Patients receiving Tagrisso had about 18.9 months on average before the disease got worse compared to 10.2 months for patients receiving traditional treatments.

Tagrisso is a third-generation, irreversible EGFR-TKI designed to inhibit both EGFR-sensitizing and EGFR T790M-resistance mutations, with clinical activity against central nervous system cancers. It has been approved in the U.S. and Brazil for first-line EGFRm advanced NSCLC, and in more than 75 countries, including the U.S., Europe, Japan and China, for patients with EGFR T790M mutation-positive advanced NSCLC. It is also being evaluated as an adjuvant and in combination with other treatments.

It has also been approved in the U.S. for second-line treatment of patients with metastatic EGFRm NSCLC, whose disease has on or after a first-line EGFR-TKI round of therapy and who have developed the secondary T790 mutation. The drug received both Breakthrough Therapy and Priority Review designations from the FDA in 2017 for the first-line setting.

"Today’s FDA approval of Tagrisso in the first-line setting is an exciting milestone for patients and our company," said Dave Fredrickson, executive vice president, Head of the Oncology Business Unit at AstraZeneca, in a statement. "Tagrisso delivered unprecedented median progression-free survival data across all pre-specified patient subgroups, including patients with or without CNS metastases, and could prolong the lives of more patients without their tumors growing or spreading."

The drug is being evaluated in Europe and Japan as a first-line treatment, with regulatory decisions expected in the second half of this year. AstraZeneca has projected that Tagrisso could, at its peak, bring in $4 billion per year.

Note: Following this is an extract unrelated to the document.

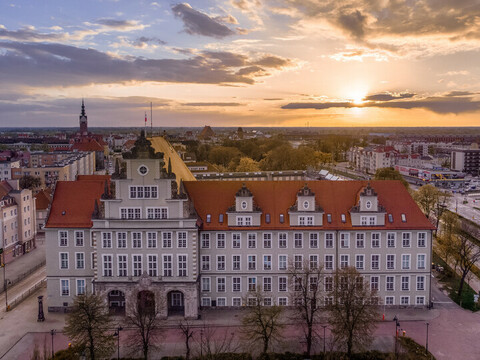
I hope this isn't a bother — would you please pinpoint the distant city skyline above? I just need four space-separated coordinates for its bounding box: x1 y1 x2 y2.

Lung cancer accounts for about one-fifth of all cancer deaths, more than breast, prostate and colorectal cancers combined. It is the leading cause of cancer death for both men and women. About 10 to 15 percent of patients in the U.S. and Europe and about 30 to 40 percent in Asia, have EGFRm NSCLC. They are especially sensitive to EGFR-TKI treatments, but those cancers typically develop resistance to that treatment, leading to disease progression.

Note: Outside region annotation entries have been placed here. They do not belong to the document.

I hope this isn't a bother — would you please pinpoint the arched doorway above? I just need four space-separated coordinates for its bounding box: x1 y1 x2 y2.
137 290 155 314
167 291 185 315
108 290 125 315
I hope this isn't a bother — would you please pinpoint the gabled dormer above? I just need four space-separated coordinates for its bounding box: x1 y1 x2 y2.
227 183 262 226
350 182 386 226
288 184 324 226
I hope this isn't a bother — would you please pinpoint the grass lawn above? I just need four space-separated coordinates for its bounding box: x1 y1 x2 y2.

"The approval of osimertinib in the first-line setting represents a major advance in the treatment of patients with EGFR mutations and a significant change in the treatment paradigm," stated Suresh Ramalingam, principal investigator of the FLRUA trial, a researcher with the Winship Cancer Institute of Emory University in Atlanta. "Osimertinib provides robust improvements in progression-free survival with no unexpected safety signals compared to the previous generation of EGFR inhibitors."